“And the road trip is over!” Gary Cohen could have shouted that into the mic with as much enthusiasm as after a big win. The Mets concluded a brutal road trip, going 4-7 against the Padres, Dodgers and Rockies. This knuckle-headed writer pegged the then first place Mets to go 8-3. Instead, our bats went quiet and our pitching was mediocre and we dropped to third place behind the surprisingly decent Philllies.
Jacob deGrom continued pitching consistently the way he has – going about six inning and allowing 2 or 3 runs. He hasn’t been dominant and his strikeout rate is way down, but he’s been keeping us in games. But it’s hard to win when 3/4 of your lineup goes into a slump at the same time. Jim Henderson surrendering a home run in relief gave the Rockies the lead in the 7th, but it felt like the Mets were destined to get swept in this series. One of the few bright spots on this road trip was that Kevin Plawecki started hitting some.
Now we get a much needed day off before we begin our first series against the Nationals at home. Let’s hope we can get back on track. LGM!
For all the noise about Harvey and deGrom not looking right, the bats are the most disappointing aspect of this team. I don’t care how many homers they hit if they can’t get a hit with two men on. Chatwood pitched well, but the Mets were shut down the whole road trip.
Let’s look at the four wins: one Syndergaard did by himself; another one was a 6-4 victory where all the runs came on homers, including Babe Colon; the other win was aided by a two out double by Matz to give them a lead. What was the common theme in all three wins? The big hit came from a pitcher. Had it been seven wins with half of them being big hits from pitchers, well, ok.
I am a big believer in putting bat on ball with authority. But, the Mets have fallen into a habit of trying to yank everything. They not only don’t have a two strike approach but also are last in the MLB with batting average with runners in scoring position.

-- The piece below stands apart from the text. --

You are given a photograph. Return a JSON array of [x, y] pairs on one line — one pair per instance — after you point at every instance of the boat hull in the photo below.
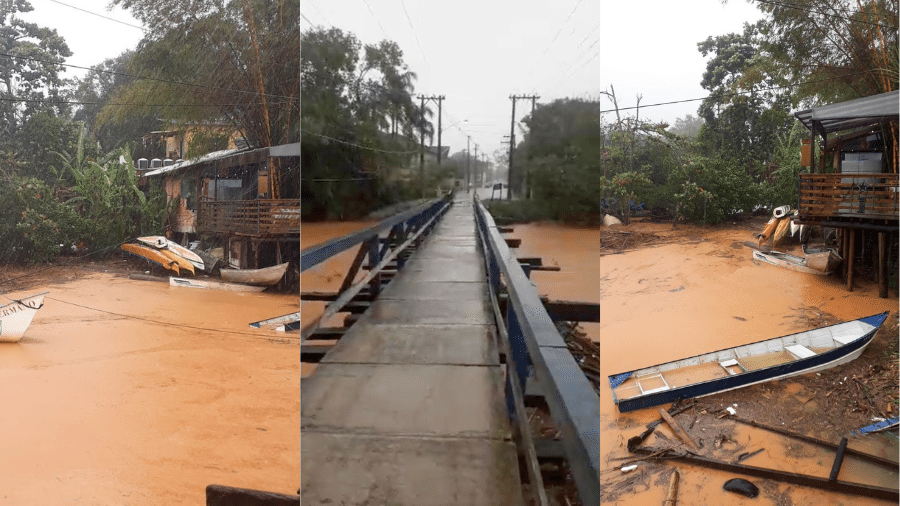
[[786, 261], [15, 317], [214, 285], [818, 362], [268, 276], [153, 255], [161, 243]]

That’s downright unacceptable, but if the Mets don’t care, who are we to bother?
Today Conforto deliberately inside-outed a ball to hit it through the gaping hole at SS to score a run. Never mentioned! He should have been lauded to wake up the others. But, it was only a single. Huff….
TexasGusCC – I agree 100%. I said it in the off-season and I’ll say it again now, this team has a boom or bust offense with too many streaky players. It was the Cubs undoing in the playoffs last year. Power is great, but when your lead off hitter isn’t getting on base and your 2-hole hitter strikes out like Dave Kingman, it leads to a lot of solo homers. No speed, not enough contact hitters to advance runners. The Earl Weaver offense only works if you have table setters.
Until Grandy gets back on track I’d like to see him sit against lefties and get Lagares in the lineup more.
Yeah, it was brutal, and we historically have done terrible in SD. Everyone sort of hoped for 2/3 in CO, but when you are basically beat because the opposing team has an extended bench with 4 umpires on it that impacted 67% of the games, its barely a surprise.
That said the bats didnt just suddenly go quiet in my opinion. Sure the HR went quiet, but in general we have not had much offense outside HR, which we know tend to come in lumps.
Lets hope this gets them mad, motivated, and believing things are at a crux point — then respond properly.
we are roughly 20% into the season…… Exactly one pitcher who is both impressive and healthy.
The formula is dominant starters and power/good Enuff hitting.
….lets hope the next 20 games gets them closer to that
I think Eraff has the clearest view. The team isn’t really built on power, it’s built on great starting pitching — which it really hasn’t received. The club is not getting any 2-1, 3-0 wins. The offense is only good to very good. Curtis has really been bad. David is, I fear, nearly done. Who takes off in Colorado? Only a guy whose body is in really rough shape. Losing Travis really hurts, going from a plus to a minus at the catching position.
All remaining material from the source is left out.